Une incidente d'actualité : depuis hier dimanche, "les demandes pour les visas British National Overseas (BNO) sont ouvertes. Les citoyens de Hong Kong détenteurs de passeports BNO ont le choix de vivre, travailler et étudier au Royaume Uni, libres d'y reconstruire leur vie. Nous sommes fiers de ce jour historique par lequel nous honorons notre promesse aux Hongkongais" dixit la ministre de l'Intérieur britannique Priti Pratel. C'est indéniablement du renfort pour le royaume.
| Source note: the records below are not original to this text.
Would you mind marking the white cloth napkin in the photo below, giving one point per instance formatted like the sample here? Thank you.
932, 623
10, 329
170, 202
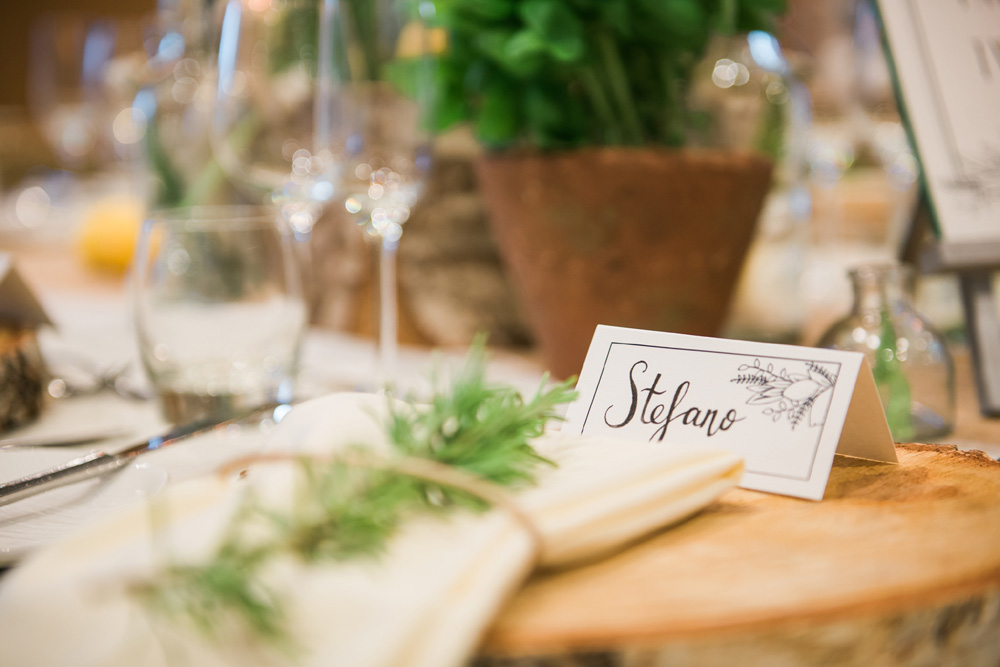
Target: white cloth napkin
425, 603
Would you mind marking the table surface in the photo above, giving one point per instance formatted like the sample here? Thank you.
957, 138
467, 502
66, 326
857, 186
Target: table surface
90, 315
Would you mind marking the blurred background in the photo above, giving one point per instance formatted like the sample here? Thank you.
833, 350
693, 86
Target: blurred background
75, 174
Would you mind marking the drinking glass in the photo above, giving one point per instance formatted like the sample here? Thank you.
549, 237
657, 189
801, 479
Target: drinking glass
218, 309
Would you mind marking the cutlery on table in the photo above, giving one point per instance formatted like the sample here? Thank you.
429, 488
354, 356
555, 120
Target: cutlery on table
100, 463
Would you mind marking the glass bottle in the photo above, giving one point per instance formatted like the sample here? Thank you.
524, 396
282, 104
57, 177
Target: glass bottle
913, 369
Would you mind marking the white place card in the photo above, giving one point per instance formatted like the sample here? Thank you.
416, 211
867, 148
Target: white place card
785, 409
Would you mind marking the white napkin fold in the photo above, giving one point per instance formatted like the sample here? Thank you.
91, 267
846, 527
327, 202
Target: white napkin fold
425, 603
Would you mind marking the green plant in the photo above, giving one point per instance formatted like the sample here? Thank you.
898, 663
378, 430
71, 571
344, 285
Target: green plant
566, 73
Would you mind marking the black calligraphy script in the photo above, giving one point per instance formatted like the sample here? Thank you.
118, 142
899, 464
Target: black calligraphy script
658, 412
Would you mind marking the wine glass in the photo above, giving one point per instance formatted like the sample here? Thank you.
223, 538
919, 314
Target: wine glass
267, 109
380, 92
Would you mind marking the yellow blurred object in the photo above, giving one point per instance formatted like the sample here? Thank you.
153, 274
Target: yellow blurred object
109, 232
416, 40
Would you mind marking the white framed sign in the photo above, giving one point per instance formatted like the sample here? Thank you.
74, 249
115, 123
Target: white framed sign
945, 55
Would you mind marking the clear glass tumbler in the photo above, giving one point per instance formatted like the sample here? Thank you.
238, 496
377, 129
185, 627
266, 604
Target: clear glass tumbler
218, 309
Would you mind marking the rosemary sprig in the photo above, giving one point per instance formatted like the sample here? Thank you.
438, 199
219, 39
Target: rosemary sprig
343, 511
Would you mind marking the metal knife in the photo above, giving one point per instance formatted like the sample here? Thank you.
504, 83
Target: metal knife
100, 463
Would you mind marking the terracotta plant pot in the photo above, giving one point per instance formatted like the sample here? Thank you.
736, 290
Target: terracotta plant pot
646, 238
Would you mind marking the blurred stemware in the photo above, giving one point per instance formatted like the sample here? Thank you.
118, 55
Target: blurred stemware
266, 107
83, 72
381, 91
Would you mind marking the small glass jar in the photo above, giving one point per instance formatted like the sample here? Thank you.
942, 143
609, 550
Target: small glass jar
913, 369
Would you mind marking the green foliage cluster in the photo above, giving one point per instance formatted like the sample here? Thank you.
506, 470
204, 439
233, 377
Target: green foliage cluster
345, 511
559, 74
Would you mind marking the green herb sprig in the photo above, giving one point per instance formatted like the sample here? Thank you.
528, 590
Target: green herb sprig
560, 74
344, 511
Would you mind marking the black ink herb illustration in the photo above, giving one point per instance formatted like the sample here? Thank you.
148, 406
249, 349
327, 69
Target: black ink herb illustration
980, 179
802, 397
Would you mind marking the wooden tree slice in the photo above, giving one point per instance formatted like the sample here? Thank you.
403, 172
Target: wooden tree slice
898, 565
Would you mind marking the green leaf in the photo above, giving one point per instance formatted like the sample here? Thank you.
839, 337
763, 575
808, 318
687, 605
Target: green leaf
556, 27
524, 54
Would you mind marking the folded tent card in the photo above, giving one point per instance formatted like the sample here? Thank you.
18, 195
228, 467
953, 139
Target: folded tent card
785, 409
425, 602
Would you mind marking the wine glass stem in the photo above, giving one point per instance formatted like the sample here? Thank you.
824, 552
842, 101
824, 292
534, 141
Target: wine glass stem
388, 333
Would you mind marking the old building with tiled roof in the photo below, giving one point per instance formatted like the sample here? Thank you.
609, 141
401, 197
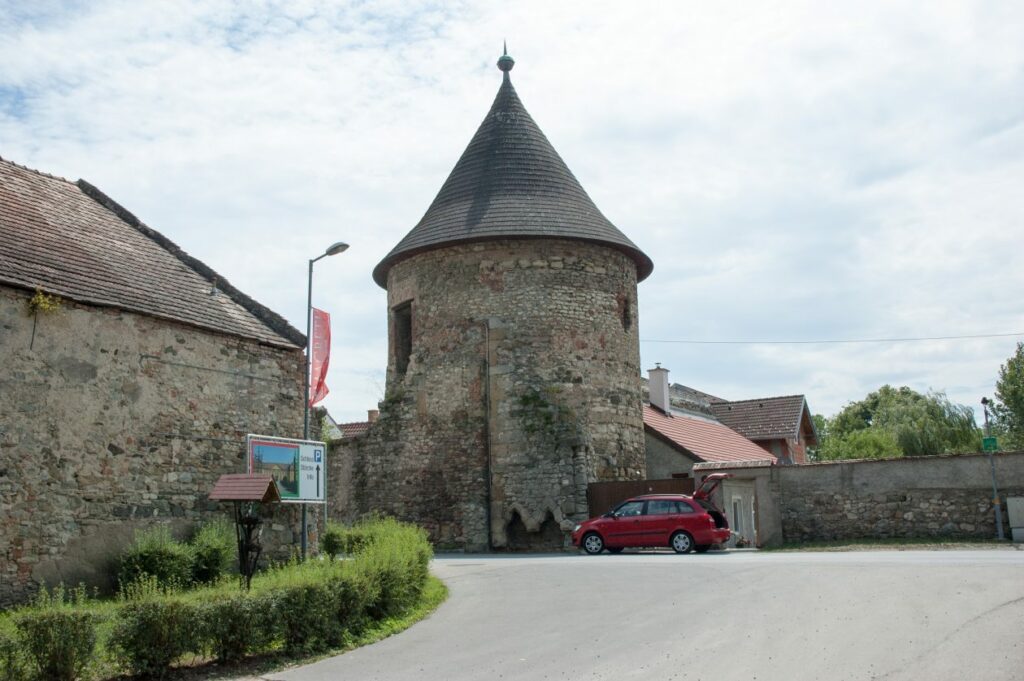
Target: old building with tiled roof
131, 374
781, 425
513, 375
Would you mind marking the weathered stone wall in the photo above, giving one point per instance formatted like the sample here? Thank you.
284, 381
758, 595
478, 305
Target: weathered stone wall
913, 497
111, 421
523, 385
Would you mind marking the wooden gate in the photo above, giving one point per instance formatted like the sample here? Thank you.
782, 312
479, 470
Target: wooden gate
602, 497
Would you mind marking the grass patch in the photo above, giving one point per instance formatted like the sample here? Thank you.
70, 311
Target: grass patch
294, 613
894, 544
434, 593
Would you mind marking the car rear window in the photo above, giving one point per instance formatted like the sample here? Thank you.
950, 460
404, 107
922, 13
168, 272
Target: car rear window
668, 506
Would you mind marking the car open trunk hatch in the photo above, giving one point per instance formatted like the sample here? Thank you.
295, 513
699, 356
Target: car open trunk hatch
710, 484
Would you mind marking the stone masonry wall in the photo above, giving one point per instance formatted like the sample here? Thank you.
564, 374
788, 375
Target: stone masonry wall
523, 385
111, 421
913, 497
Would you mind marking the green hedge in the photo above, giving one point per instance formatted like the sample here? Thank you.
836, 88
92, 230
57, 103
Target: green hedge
214, 550
55, 638
156, 553
297, 608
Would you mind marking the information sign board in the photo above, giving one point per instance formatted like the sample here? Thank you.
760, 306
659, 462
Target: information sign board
298, 466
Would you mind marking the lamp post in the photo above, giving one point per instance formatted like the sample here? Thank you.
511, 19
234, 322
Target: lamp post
985, 401
334, 249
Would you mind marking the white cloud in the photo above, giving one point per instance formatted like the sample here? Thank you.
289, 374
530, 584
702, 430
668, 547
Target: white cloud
797, 171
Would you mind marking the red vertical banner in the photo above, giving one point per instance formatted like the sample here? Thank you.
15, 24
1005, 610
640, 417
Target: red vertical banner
320, 347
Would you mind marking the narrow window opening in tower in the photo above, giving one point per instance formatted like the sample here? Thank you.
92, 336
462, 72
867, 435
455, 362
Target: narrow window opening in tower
402, 336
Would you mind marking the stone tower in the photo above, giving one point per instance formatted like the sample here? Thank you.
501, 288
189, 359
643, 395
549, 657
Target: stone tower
513, 374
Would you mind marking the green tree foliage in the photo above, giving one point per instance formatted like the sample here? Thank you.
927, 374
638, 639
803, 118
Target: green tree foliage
864, 443
1009, 407
892, 422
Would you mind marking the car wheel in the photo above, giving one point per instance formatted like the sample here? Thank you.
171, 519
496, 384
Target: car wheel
593, 544
681, 542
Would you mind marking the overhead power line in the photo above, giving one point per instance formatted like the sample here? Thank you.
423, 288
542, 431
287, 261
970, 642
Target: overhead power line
834, 340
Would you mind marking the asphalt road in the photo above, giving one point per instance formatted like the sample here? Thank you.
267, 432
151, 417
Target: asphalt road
750, 615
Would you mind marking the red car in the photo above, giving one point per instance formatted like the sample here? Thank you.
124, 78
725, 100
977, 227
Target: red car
682, 522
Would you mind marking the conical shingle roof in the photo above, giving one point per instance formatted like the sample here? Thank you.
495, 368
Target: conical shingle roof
510, 183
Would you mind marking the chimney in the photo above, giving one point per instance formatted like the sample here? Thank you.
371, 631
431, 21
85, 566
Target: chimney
657, 386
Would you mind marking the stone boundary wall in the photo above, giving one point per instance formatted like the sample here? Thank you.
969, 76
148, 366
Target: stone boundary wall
914, 497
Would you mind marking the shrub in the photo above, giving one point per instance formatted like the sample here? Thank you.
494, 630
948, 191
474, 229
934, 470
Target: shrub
153, 628
396, 557
13, 666
332, 542
58, 635
213, 549
304, 599
357, 593
156, 553
238, 625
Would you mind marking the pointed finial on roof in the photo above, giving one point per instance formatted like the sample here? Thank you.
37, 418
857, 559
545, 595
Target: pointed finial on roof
505, 62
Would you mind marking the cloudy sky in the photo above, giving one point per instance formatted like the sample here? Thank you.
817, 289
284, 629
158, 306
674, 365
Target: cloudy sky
798, 171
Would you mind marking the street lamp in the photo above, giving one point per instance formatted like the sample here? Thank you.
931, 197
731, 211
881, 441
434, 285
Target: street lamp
985, 401
334, 249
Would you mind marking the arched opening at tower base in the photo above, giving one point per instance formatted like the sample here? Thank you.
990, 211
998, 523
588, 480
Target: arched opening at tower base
549, 536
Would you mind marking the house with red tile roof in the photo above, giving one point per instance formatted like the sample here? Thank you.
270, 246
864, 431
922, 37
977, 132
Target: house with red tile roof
131, 375
680, 433
689, 433
781, 425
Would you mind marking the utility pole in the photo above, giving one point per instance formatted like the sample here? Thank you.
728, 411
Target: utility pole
985, 401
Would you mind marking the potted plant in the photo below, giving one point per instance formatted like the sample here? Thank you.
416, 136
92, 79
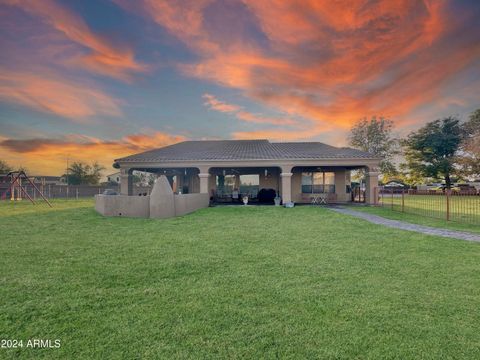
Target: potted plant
277, 200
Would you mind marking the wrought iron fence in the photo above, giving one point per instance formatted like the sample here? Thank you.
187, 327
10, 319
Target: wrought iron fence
459, 206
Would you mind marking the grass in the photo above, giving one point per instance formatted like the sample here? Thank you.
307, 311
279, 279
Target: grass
233, 282
396, 214
462, 208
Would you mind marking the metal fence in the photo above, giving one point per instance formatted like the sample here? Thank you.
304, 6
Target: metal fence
448, 205
51, 191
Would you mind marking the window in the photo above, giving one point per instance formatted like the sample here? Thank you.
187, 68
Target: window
225, 184
318, 182
249, 185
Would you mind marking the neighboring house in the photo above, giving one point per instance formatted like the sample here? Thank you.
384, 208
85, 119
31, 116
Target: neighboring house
49, 180
297, 172
114, 178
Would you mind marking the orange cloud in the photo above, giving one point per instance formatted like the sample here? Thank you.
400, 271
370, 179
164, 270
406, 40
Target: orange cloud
59, 96
215, 104
49, 156
104, 57
331, 61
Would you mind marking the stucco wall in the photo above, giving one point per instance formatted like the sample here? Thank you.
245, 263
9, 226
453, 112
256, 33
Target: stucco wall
123, 205
269, 182
161, 204
297, 187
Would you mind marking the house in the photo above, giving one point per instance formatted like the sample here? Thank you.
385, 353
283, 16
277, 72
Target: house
49, 180
297, 171
114, 178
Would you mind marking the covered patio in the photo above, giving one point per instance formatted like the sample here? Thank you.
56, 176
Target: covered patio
229, 170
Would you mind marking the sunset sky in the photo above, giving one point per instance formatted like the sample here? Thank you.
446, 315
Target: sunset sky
96, 80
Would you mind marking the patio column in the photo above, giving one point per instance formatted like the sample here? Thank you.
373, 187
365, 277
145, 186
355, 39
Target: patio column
371, 184
340, 185
286, 187
126, 181
204, 182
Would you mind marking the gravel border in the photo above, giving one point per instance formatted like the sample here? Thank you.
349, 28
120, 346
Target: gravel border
375, 219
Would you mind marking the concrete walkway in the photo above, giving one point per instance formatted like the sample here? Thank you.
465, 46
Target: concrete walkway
408, 226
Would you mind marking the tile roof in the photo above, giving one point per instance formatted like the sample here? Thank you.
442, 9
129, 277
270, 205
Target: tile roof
217, 150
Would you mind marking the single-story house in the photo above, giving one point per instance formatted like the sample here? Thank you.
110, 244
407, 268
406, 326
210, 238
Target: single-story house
297, 171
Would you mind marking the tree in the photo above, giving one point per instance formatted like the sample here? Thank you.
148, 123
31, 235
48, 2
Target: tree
469, 155
431, 151
375, 136
4, 167
81, 173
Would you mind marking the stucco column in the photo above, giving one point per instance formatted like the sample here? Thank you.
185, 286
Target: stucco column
340, 185
371, 184
126, 182
286, 187
204, 182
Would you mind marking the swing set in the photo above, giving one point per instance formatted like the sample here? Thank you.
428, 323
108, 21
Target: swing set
16, 187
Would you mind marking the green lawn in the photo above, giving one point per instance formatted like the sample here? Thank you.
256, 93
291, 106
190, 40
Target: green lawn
386, 212
462, 209
233, 282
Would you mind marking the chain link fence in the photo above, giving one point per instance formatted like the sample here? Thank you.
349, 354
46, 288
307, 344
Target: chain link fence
459, 206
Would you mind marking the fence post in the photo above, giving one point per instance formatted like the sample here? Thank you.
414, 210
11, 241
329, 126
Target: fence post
403, 200
447, 192
392, 198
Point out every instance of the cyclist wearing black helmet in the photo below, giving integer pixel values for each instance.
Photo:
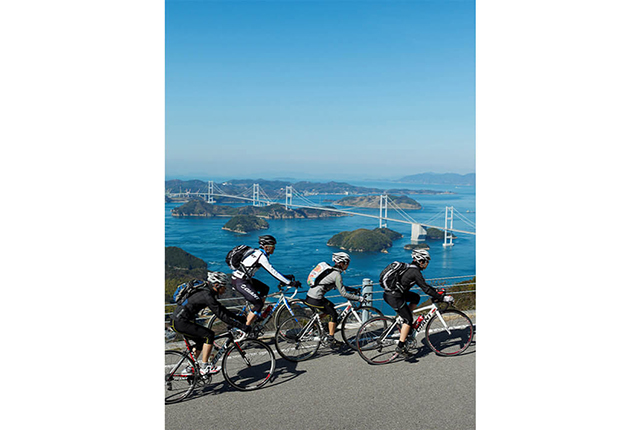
(315, 297)
(254, 290)
(183, 319)
(398, 299)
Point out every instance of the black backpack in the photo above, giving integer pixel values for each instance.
(390, 276)
(236, 255)
(183, 291)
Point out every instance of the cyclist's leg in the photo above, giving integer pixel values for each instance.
(246, 288)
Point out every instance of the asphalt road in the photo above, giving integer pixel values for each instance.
(339, 390)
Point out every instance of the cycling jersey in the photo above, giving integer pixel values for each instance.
(331, 281)
(254, 261)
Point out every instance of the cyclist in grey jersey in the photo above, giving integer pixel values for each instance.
(315, 296)
(254, 290)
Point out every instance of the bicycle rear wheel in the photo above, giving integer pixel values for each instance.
(178, 384)
(297, 307)
(298, 338)
(377, 340)
(354, 320)
(451, 338)
(250, 366)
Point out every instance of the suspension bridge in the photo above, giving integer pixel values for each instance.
(258, 197)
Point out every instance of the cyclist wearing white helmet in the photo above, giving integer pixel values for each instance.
(254, 290)
(315, 297)
(404, 301)
(183, 319)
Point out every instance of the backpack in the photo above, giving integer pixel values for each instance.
(318, 274)
(185, 290)
(390, 276)
(236, 255)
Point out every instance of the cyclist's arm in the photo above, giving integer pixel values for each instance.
(264, 262)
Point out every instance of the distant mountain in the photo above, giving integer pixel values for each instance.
(440, 179)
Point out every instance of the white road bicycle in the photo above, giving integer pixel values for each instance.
(448, 332)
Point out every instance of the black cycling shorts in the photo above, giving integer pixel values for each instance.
(251, 289)
(323, 305)
(399, 304)
(192, 331)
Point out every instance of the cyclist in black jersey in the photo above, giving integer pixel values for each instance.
(315, 297)
(184, 317)
(398, 299)
(253, 290)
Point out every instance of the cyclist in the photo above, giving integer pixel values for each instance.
(254, 290)
(399, 298)
(184, 316)
(315, 296)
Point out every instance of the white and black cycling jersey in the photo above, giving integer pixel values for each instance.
(329, 282)
(254, 261)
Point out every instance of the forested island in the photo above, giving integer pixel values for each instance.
(403, 202)
(363, 240)
(201, 208)
(245, 223)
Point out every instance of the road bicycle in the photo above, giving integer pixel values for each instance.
(448, 332)
(286, 306)
(299, 337)
(247, 364)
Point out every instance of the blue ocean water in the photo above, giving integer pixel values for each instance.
(302, 243)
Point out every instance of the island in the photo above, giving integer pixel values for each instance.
(196, 208)
(403, 202)
(363, 240)
(245, 223)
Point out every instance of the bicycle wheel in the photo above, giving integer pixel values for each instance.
(297, 306)
(178, 383)
(250, 366)
(298, 338)
(377, 340)
(354, 320)
(451, 338)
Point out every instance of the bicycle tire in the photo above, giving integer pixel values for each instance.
(250, 366)
(282, 313)
(353, 321)
(371, 347)
(451, 343)
(296, 340)
(176, 385)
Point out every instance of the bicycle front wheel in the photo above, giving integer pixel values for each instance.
(451, 337)
(298, 338)
(354, 320)
(178, 376)
(248, 365)
(297, 308)
(377, 340)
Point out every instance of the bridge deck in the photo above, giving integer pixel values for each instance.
(341, 391)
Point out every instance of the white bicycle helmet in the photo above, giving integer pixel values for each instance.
(219, 278)
(420, 255)
(340, 257)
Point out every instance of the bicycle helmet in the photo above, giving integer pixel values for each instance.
(219, 278)
(420, 255)
(267, 240)
(341, 257)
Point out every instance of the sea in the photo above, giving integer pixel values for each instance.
(302, 243)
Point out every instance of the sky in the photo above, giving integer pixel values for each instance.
(319, 89)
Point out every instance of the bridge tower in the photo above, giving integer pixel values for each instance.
(210, 193)
(288, 196)
(256, 194)
(383, 207)
(448, 226)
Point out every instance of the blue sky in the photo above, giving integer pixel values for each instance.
(319, 90)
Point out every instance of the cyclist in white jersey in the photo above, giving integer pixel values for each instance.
(254, 290)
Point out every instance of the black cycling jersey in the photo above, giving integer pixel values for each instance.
(202, 299)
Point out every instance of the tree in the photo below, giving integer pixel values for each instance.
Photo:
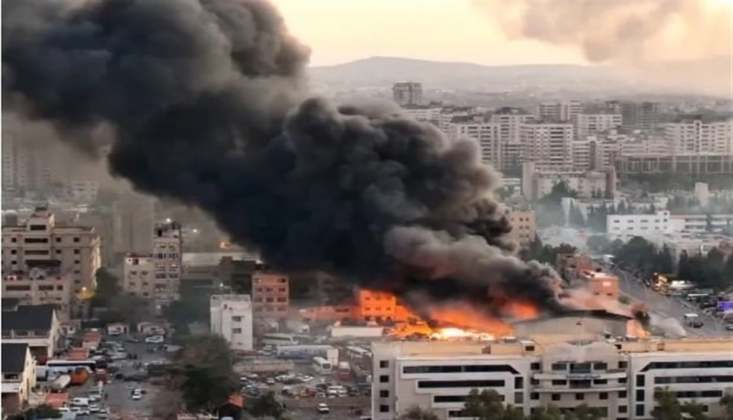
(266, 406)
(418, 413)
(202, 373)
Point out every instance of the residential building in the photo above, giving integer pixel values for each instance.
(37, 326)
(167, 257)
(589, 124)
(549, 144)
(271, 295)
(19, 376)
(406, 94)
(41, 238)
(538, 181)
(138, 274)
(617, 377)
(232, 318)
(630, 225)
(524, 226)
(558, 111)
(39, 284)
(697, 137)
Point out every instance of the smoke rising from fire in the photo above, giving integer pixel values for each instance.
(207, 103)
(644, 39)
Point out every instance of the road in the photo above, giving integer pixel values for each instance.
(668, 307)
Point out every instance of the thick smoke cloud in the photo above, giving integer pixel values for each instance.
(208, 105)
(673, 43)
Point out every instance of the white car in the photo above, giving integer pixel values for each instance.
(156, 339)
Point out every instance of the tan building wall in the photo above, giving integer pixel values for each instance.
(40, 238)
(270, 295)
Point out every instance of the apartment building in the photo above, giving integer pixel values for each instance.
(549, 144)
(167, 257)
(232, 318)
(39, 285)
(271, 295)
(698, 137)
(559, 111)
(41, 239)
(485, 134)
(524, 226)
(617, 377)
(408, 93)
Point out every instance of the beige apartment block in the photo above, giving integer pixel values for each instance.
(41, 239)
(271, 295)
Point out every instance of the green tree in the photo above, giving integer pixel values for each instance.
(266, 406)
(202, 373)
(418, 413)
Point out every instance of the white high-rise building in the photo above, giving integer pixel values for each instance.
(697, 137)
(548, 144)
(231, 317)
(616, 377)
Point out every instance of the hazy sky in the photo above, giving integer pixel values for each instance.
(466, 30)
(447, 30)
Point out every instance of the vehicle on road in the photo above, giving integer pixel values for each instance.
(155, 339)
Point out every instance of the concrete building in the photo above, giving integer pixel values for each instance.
(406, 94)
(549, 144)
(698, 137)
(271, 295)
(559, 111)
(167, 255)
(37, 326)
(232, 318)
(524, 226)
(40, 238)
(41, 284)
(589, 124)
(618, 378)
(538, 181)
(19, 376)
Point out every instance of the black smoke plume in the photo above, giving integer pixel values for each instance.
(208, 103)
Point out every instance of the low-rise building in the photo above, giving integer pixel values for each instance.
(36, 326)
(617, 377)
(232, 317)
(19, 376)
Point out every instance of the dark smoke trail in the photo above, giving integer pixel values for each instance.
(206, 100)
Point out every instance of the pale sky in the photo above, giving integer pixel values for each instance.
(339, 31)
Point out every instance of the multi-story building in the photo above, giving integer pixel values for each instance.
(167, 255)
(538, 182)
(232, 318)
(510, 122)
(589, 124)
(39, 285)
(40, 239)
(408, 93)
(524, 226)
(697, 137)
(138, 274)
(271, 295)
(618, 378)
(558, 111)
(485, 134)
(549, 144)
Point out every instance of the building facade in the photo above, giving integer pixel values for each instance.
(270, 295)
(40, 239)
(232, 318)
(618, 378)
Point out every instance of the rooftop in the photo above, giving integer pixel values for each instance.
(13, 357)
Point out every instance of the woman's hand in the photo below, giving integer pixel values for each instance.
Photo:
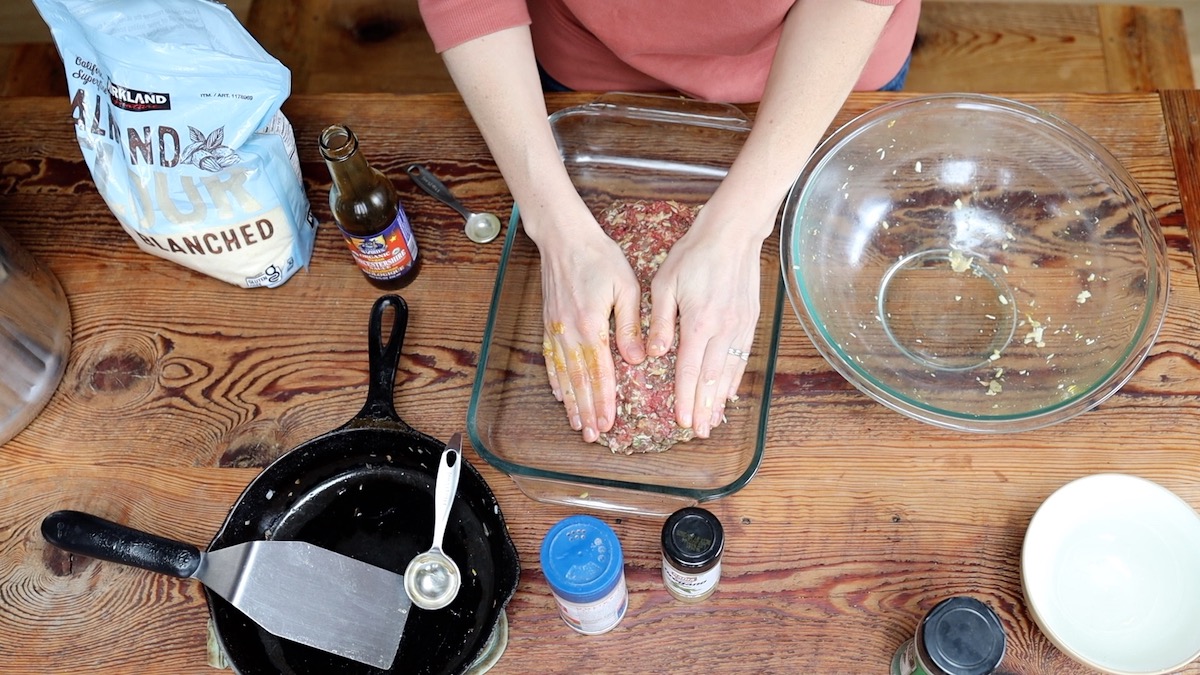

Hong Kong est troisième au classement PISA, la plupart des immigrants sont des gens formés dans des métiers d'avenir, sinon fortunés. Il leur suffira de se maintenir cinq ans (je vous fais grâce des détails) pour obtenir la citoyenneté britannique de plein droit. On estime que sept mille réinstallations sont déjà effectuées, l'argent continue d'affluer pour couvrir le reset hongkongais. La Chine populaire enrage et, avec un culot monstre après sa brutale reprise en main de l'ancienne colonie contrevenant au traité anglo-chinois de 1984, dénonce une atteinte au droit international ! Rien n'effraie plus les communistes que de perdre leur pantalon en public.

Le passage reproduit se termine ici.